友人の小学3年生の息子は重度の卵アレルギー。アナフィラキシーを起こしたこともあるので、友人は卵を完全除去。学校や親せき、友人にも卵アレルギーのことは報告。親族の家や友人の家で食事をするときは、子どものお弁当を持参しています。

ある日、友人の姑が友人家族を食事に招待してくれたそうです。そのとき友人に「今日は私が孫の料理も作っておくから、お弁当は持参しなくていいわよ」と伝えたのだそうです。わざわざ息子のために卵除去食を作ってくれるなんて…と感謝しながら義理実家を訪問した友人。息子の目の前に出されたものは…。

「ハンバーグやサラダと一緒に、息子の目の前に卵焼きが置かれていたのよ。慌てて『お母さん、息子に卵焼きはちょっと…』と伝えると、姑は『アレルギーは治るって友達から聞いたのよ。あなたアレルギーって診断されてから、全然卵食べさせてないでしょ?そんなの可哀想よ。
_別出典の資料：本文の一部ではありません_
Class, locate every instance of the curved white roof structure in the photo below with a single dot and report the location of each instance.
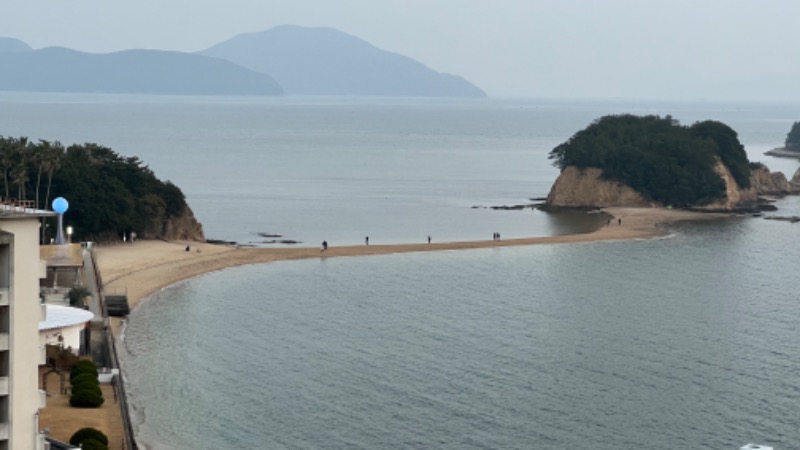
(59, 316)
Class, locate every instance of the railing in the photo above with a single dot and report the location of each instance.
(129, 442)
(13, 205)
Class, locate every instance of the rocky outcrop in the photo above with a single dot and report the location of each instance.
(775, 184)
(184, 227)
(585, 188)
(735, 198)
(576, 188)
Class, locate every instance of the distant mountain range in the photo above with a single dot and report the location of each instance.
(284, 60)
(324, 61)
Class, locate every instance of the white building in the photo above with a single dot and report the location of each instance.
(20, 314)
(64, 326)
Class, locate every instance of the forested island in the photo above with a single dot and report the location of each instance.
(647, 160)
(109, 195)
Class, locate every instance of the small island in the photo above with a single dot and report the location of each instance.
(627, 160)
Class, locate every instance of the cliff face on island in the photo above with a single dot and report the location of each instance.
(182, 227)
(576, 188)
(185, 227)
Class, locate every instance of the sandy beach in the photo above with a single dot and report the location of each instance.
(144, 267)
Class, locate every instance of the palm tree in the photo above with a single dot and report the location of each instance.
(52, 161)
(6, 160)
(38, 157)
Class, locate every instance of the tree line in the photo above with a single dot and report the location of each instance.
(658, 157)
(108, 194)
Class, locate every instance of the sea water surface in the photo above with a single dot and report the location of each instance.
(684, 341)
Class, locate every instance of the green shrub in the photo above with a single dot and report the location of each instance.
(93, 444)
(94, 388)
(83, 378)
(86, 399)
(83, 366)
(88, 433)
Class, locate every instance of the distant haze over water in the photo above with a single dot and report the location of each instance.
(688, 341)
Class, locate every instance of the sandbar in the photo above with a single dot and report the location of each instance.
(144, 267)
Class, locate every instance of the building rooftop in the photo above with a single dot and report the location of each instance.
(62, 255)
(10, 209)
(60, 316)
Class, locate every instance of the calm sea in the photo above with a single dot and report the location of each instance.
(688, 341)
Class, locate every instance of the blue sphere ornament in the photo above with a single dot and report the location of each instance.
(60, 205)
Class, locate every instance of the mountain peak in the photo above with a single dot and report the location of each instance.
(325, 61)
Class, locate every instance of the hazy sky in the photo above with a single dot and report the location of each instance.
(687, 49)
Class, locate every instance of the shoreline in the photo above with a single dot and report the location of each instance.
(145, 267)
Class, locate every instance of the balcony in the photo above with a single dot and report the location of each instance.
(42, 269)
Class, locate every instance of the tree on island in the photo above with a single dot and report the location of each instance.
(793, 138)
(659, 158)
(108, 193)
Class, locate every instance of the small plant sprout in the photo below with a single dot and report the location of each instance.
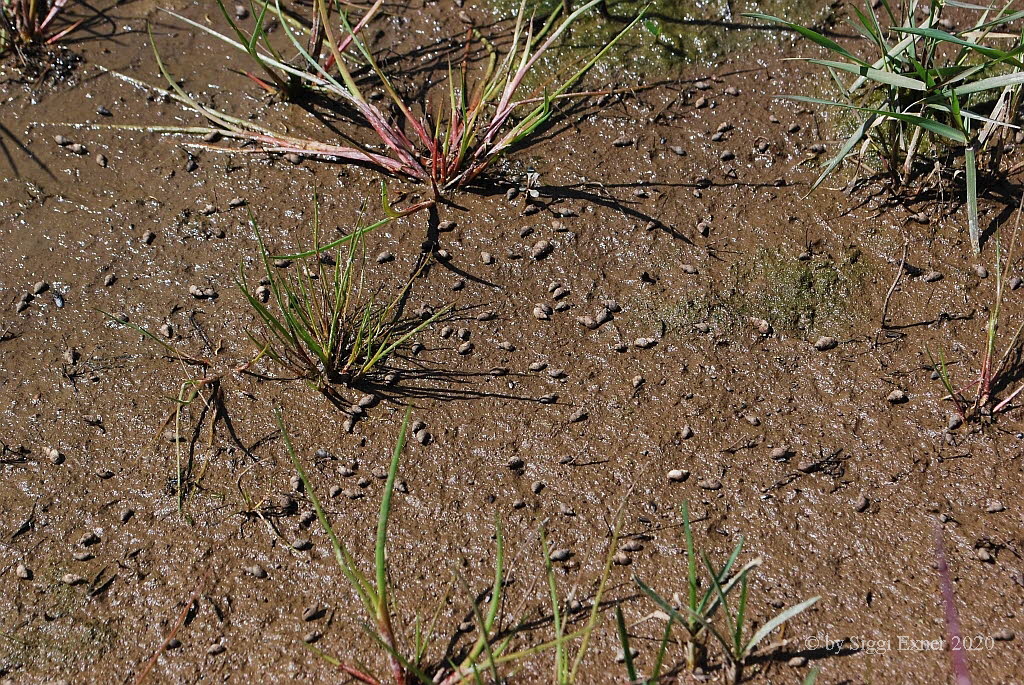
(993, 375)
(204, 389)
(320, 325)
(410, 664)
(445, 141)
(696, 612)
(925, 91)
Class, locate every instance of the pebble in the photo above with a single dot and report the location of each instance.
(312, 613)
(541, 250)
(825, 343)
(678, 475)
(256, 570)
(621, 655)
(897, 396)
(561, 555)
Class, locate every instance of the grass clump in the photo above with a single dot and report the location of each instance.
(924, 94)
(25, 23)
(318, 323)
(445, 140)
(710, 611)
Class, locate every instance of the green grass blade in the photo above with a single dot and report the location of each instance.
(380, 557)
(927, 124)
(971, 164)
(778, 621)
(624, 640)
(812, 36)
(877, 75)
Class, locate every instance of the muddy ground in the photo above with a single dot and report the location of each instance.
(691, 247)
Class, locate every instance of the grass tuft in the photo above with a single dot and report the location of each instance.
(318, 323)
(445, 140)
(924, 90)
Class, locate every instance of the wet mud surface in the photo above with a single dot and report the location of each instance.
(724, 274)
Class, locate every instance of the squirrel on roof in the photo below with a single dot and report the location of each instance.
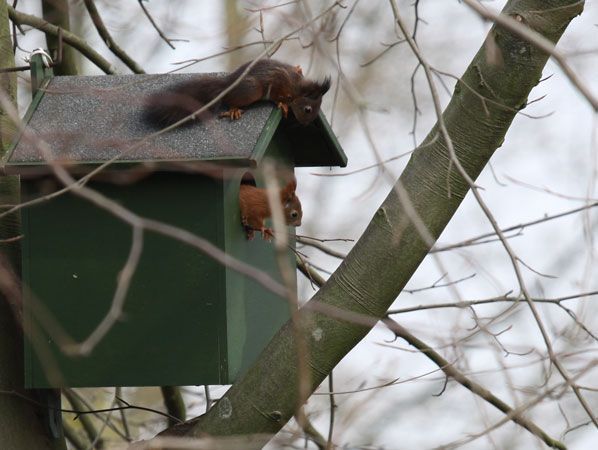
(267, 79)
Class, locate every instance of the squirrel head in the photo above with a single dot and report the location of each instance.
(307, 106)
(291, 204)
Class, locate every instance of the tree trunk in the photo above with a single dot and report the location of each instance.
(391, 249)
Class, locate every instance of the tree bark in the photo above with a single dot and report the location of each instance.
(391, 249)
(24, 421)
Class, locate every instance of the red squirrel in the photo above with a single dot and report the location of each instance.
(268, 79)
(255, 208)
だいだいあなたたち夫婦にアレルギーがないのに、この子だけ出るなんておかしいわよ。食べさせてごらんなさい』と。なんとか卵焼きは私が食べたけれど、このぶんじゃハンバーグにも卵が使われているかもしれない。何より息子が固まってしまって箸を持とうともしなかったの。夫が激怒して、『もう帰ろう』って。その後姑は舅にこってりしぼられたらしく、翌日にあやまってきたから、まぁよかったけど…」

「アレルギーに縁がなくて、無関心な人はそんなもんよ」と友人はどこか達観したように語りました。しかし、友人の姑のエピソードは一歩間違えたら命の危険があったかもしれない出来事。友人のあっけらかんとした言葉の裏には、色々な苦労があったのでは…と思わずにはいられませんでした。

「知らなかった」は言い訳にならない

アレルギーを軽く考えている人って意外と多いのかも…と感じさせられた今回のエピソード。かくいう筆者も、我が子にアレルギーが発覚して以来、色々と情報収集し、今まで知らなかった知識を得ることができました。何よりも怖いのは無知と偏見だということを痛感。それと同時に自分自身も、「自分はこうだから」「自分はこう思うから」という理由だけで、配慮の欠いた発言をしてしまわないように気をつけないといけないな…と思った次第です。